女子はそれなりにクラスに居る。気の合いそうな人はいるかな。友人が少ない僕は関わりがない人がほとんど。話したこともない。それどころか名前もよく覚えていない。
うーん。これ無理ゲーじゃね。
関わりを作るところから始めないと。これは大本命作るの苦難の道だな。自分の波長と合いそうな人いるかな。眺めていると
「玲為くん、図書委員の仕事のことなんだけど」
「えっと、何かな、伊川さん。」
「図書室に飾るポップカードの件なんだけど……」
話しかけてきたのは、同じ図書委員に属している伊川澪さん。言ってしまえば陰キャだ。僕と同じ分類になると思う。クラスではいつも本を読んでいて、交友関係も不明。

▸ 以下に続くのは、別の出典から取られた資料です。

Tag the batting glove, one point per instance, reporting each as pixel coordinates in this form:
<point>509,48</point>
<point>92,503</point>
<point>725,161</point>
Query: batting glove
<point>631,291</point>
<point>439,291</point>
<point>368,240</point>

顔も悪くない。むしろ自分の好みよりである。
あれ、この人いいんじゃないか。大本命にしたいな。伊川さん狙ってみるか。
伊川さんの話を聞きながらそんなことを考えていた。幸い図書委員でまだ関わりがある方だ。付き合ってるとかも聞いたことがない。
ここから、僕は伊川さんに近づくための方法を考えるようになった。